In the cosmology of Western Christians, life’s challenges provide opportunities to become stronger and to have a closer relationship with God. The burdens God sends to Christians in the Western world are incitements to self-improvement. The comforts that Amina found in her religious belief, by contrast, were not in an encouragement to overcome or learn from hardships. Rather, simply accepting her burden was a continuous act of penance. (155)
In other words, the challenge of caring for her sick relatives did not provide a reason to change her identity. Her identity was essentially unchanged since childhood, she was merely to continue behaving and believing as she always knew she should. Unfortunately for her daughter, the conflict between the new cultural value of work for women, and the traditional emphasis on family and religion proved too much for her mind to handle.
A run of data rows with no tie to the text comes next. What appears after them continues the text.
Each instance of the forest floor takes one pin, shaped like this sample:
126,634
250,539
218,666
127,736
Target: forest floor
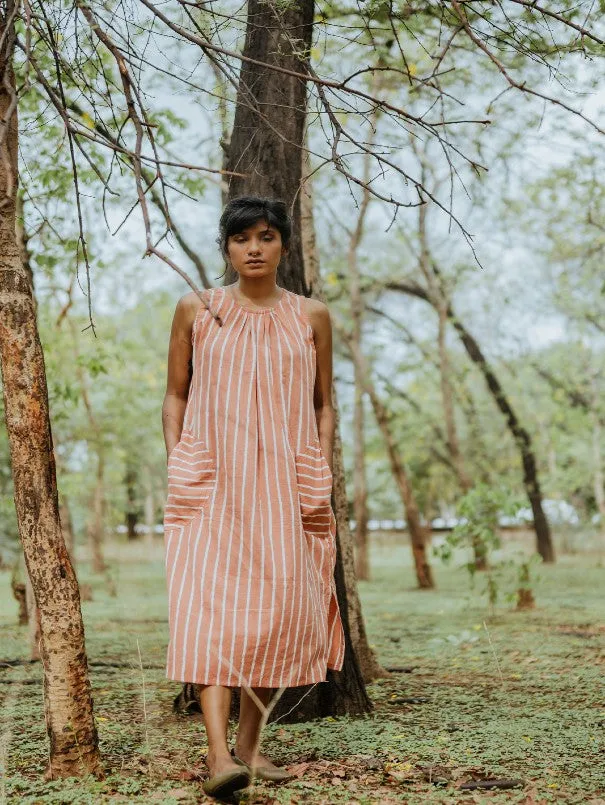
495,693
The chapter also describes the damage often done by family members’ emotional over-involvement in the lives of their schizophrenic loved ones. This cultural tendency, according to Watters, is closely related to the Western emphasis on individual identity and the belief that individuals should be able to control their own destinies. As in the previous two chapters, the resounding message is that the highly individualistic nature of identity in modern societies and the lack of clear, shared cultural beliefs and practices lead to more widespread and more severe forms of mental illness.